Telecoms & IT

Minority Report

Chinese to use AI against terror

Chinese security officials attempt to prevent acts of terror before they happen utilizing Artificial Intelligence.

Chinese Go players Chen Yaoye, Shi Yue, Mi Yuting, Tang Weixing, and Zhou Ruiyang react during the match where they form a team of five against Google’s artificial intelligence program AlphaGo, at the Future of Go Summit in Wuzhen, Zhejiang province, China, May 26, 2017

Artificial Intelligence (AI), the holy grail of computer programming and potentially the beginning of the end of the age of men, has made considerable strides in recent years.

In China last week, Meng Jianzhu, the head of the Central Commission for Political and Legal Affairs of the Communist Party of China, stated that the government intends to use AI to proactively counteract terrorist plans and stop them before they take place.

By monitoring the avalanche of data that the internet provides, the Chinese security apparatus is trying to devise a system that can automatically identify potential terror threats, basing it on a pattern recognition model structured on data recorded from previous terror attacks.

The software will be able to learn, adapt, and model potential threats to suggest the best course of action for authorities under certain conditions.

The Chinese government is in a particularly advantageous position in this field, being able to draw on a vast pool of data taken from its millions of citizens.

The main reason for this is that there are virtually no data protection laws there.

Xinjiang, China’s Western province bordering Mongolia, Tajikistan, Kazakhstan, Kyrgyzstan, and Pakistan, is seen by the regime as the best candidate for testing the system.

Home to a majority Muslim Uyghur population, who are discriminated against by the officially atheist Chinese administration, the region has also served as the base of various terrorist organizations over recent decades.
The infrastructure for directly monitoring citizens’ data is already firmly in place; in July 2017, authorities mandated that everyone in the region using Android mobile phones install an app called CleanWebGuard.

This innocuous-sounding application allows the government to scrutinize users’ phones for terrorism-related content, including audio, video, religious content, images, e-books, or documents, and to delete any documents considered subversive.

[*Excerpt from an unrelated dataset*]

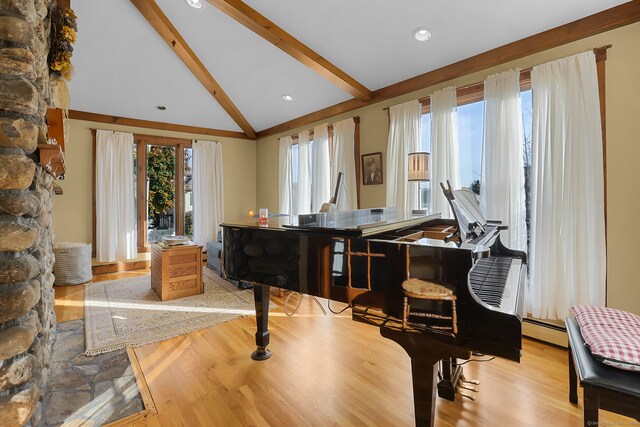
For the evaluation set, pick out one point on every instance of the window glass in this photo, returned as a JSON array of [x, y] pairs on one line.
[[470, 137], [161, 169], [294, 178], [188, 192], [425, 145], [470, 130]]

It also allows authorities to track the geographic position of any user in possession of such content.

The use of the app is mandated by law.

Elsewhere, in the city of Shanghai, facial recognition technology is reportedly already in use in traffic camera streams to identify citizens caught on camera committing violations of traffic law. According to Meng Jianzhu, efforts are in place to integrate the country’s entire surveillance infrastructure data streams and to use that information to counter criminal activity.

Money will not be an issue either, as the State Council recently announced a state budget of 150 billion yuan (USD22.8 billion) to be used in the development of AI technologies by 2020, and 400 billion yuan by 2025.

China is, however, not alone in using AI to fight terror organizations. On the other end of the spectrum, social networks are also working hard to filter through all recorded data to be able to restrict the dissemination of terror propaganda.

In June, Facebook revealed some details about the intricate system it uses to prevent messages supporting terrorist groups from being spread on its platform.

According to “hard questions,” a post signed by Monika Bickert, Director of Global Policy Management, and Brian Fishman, Counterterrorism Policy Manager at Facebook, the company has already been experimenting with AI to allow computers to automatically read, understand, and prevent the publication of content advocating terrorism.

Twitter, LinkedIn, and other platforms are likely to follow these attempts. As life catches up with science fiction at breakneck speed, we can only hope that someone somewhere is not already working on Skynet. The future, it seems, is Nye!